Burr Richard Carlson (January 19, 1928 – September 4, 2018) was an American basketball player and coach who was the head coach of the UConn Huskies men's basketball team from 1967 to 1969.

==Early life==
Carlson was born in Bethel, Connecticut, on January 19, 1928, to Burr Oscar and Mary A. (Donlon) Carlson. He led Bethel High School to a Housatonic Valley Athletic League championship in 1945, scoring 22 of the team's 28 points in the title game. He also pitched two no-hitters for BHS' baseball team. From 1945 to 1946, Carlson served in the United States Navy.

==Playing==
Carlson was New Britain State Teachers College's leading scorer for two consecutive seasons and led the team to appearances in the 1949 and 1950 NAIA basketball tournaments. He transferred to the University of Connecticut in 1950, but was forced to sit out a year due to transfer rules. In his one season for the Huskies, he averaged 12.6 points per game, 14.5 rebounds per game, and 1.5 assists per game. He led the Yankee Conference in total rebounds, rebounds per game, and field goal attempts and was named to the 1952 All-Yankee Conference basketball team.

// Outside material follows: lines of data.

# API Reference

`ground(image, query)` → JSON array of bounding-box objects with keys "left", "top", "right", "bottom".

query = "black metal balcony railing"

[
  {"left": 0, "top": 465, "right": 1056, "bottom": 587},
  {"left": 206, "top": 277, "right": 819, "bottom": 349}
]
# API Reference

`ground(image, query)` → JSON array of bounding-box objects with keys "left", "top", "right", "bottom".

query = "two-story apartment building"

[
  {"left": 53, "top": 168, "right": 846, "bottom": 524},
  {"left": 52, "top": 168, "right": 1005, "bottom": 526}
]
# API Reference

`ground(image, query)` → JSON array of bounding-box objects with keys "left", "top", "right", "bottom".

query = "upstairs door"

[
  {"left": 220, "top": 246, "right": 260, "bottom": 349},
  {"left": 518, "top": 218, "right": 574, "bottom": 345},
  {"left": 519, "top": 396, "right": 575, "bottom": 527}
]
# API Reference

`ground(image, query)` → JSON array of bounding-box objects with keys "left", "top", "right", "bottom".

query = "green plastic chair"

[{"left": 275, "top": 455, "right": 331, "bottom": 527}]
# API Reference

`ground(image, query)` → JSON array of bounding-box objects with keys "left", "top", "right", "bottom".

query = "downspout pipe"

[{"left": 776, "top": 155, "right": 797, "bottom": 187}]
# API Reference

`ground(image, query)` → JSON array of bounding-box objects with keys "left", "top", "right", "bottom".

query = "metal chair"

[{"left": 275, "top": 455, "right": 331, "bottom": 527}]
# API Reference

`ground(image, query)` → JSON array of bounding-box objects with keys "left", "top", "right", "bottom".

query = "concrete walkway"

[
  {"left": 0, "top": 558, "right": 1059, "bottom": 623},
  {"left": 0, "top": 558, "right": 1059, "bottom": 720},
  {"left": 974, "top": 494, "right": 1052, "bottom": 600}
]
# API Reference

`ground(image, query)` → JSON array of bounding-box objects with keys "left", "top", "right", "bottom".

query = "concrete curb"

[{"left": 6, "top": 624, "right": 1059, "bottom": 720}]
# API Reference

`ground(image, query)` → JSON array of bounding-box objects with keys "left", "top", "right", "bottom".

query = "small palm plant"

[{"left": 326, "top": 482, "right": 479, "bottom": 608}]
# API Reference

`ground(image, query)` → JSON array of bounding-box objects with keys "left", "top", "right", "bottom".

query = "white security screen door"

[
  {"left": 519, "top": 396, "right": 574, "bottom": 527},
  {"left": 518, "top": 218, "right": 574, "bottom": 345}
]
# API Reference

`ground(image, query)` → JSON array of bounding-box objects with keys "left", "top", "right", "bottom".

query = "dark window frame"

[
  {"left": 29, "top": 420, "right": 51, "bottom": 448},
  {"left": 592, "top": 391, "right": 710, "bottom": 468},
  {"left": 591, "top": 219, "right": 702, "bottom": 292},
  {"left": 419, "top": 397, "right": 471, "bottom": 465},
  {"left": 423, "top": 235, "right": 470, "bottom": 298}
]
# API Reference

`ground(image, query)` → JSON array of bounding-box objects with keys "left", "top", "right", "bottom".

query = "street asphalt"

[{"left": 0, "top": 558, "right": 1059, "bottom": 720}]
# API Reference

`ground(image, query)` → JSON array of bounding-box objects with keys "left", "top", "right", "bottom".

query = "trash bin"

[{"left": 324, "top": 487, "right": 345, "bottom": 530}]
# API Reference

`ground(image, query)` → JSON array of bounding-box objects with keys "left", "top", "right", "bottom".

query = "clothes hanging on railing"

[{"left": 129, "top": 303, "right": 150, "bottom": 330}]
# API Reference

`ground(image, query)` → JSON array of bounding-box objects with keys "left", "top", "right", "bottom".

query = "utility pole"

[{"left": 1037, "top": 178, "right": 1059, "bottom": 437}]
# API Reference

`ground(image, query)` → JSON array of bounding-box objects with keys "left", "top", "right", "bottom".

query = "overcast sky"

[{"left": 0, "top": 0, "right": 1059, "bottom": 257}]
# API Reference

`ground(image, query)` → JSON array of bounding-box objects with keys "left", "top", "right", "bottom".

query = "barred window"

Carlson was selected by the Philadelphia Warriors in the fifth round of the 1952 NBA draft. He was the first UConn player to ever be selected in the NBA draft. He did not sign with the Warriors due to required military service. He served in the United States Army from 1953 to 1955 and the United States Army Reserve from 1955 to 1964.

Carlson was able to play semipro basketball in Connecticut. In 1952, he joined the Torrington/Winsted Howards, a Connecticut Basketball League team composed of former New Britain Teachers College players. He was a member of the New Britain Rams of the Eastern Basketball Association during the 1953–54 season. He then joined the Nassiff Arms team of the Manchester Rec Basketball League. He was a member of the Nassif Arms team that beat the National Basketball Association's Milwaukee Hawks in 1955. From 1955 to 1959, he was a member of the Manchester Green Manor Pros. He was an all-Connecticut Basketball Association first team selection in 1957–58.

==Coaching==
Carlson began his coaching career in 1952 as the assistant basketball coach at Windham High School in Windham, Connecticut. In 1956, he was hired as a drivers education teacher and assistant basketball and baseball coach at Rockville High School. He resigned in 1957 to accept a position in West Hartford, Connecticut. He was the assistant varsity basketball coach at Hall High School until 1959, when he became the head coach at the newly-established Bristol Eastern High School.

In 1964, Carlson returned to UConn as assistant basketball coach. He was promoted to head coach in 1967 after Fred Shabel took an administrative position with the university. The Huskies went 11–13 in Carlson's first season, then fell to 5–19 in 1968–69. On February 16, 1969, Carlson and his assistant, Jack Coniam announced their intention to resign at the end of the season.

==Personal life==
On July 11, 1953, Carlson married Carol Ann Dixon at St. Rose of Lima Church in Newtown, Connecticut. They had two sons – Richard and Gary. Gary played for the Hartford Hawks men's basketball team from 1980 to 1982.

==Later life==
After leaving UConn, Carlson spent twelve years as a guidance counselor at Windsor High School in Windsor, Connecticut. He also owned and managed apartment complexes in Vernon, Connecticut.

Carlson died on September 4, 2018 in Naples, Florida.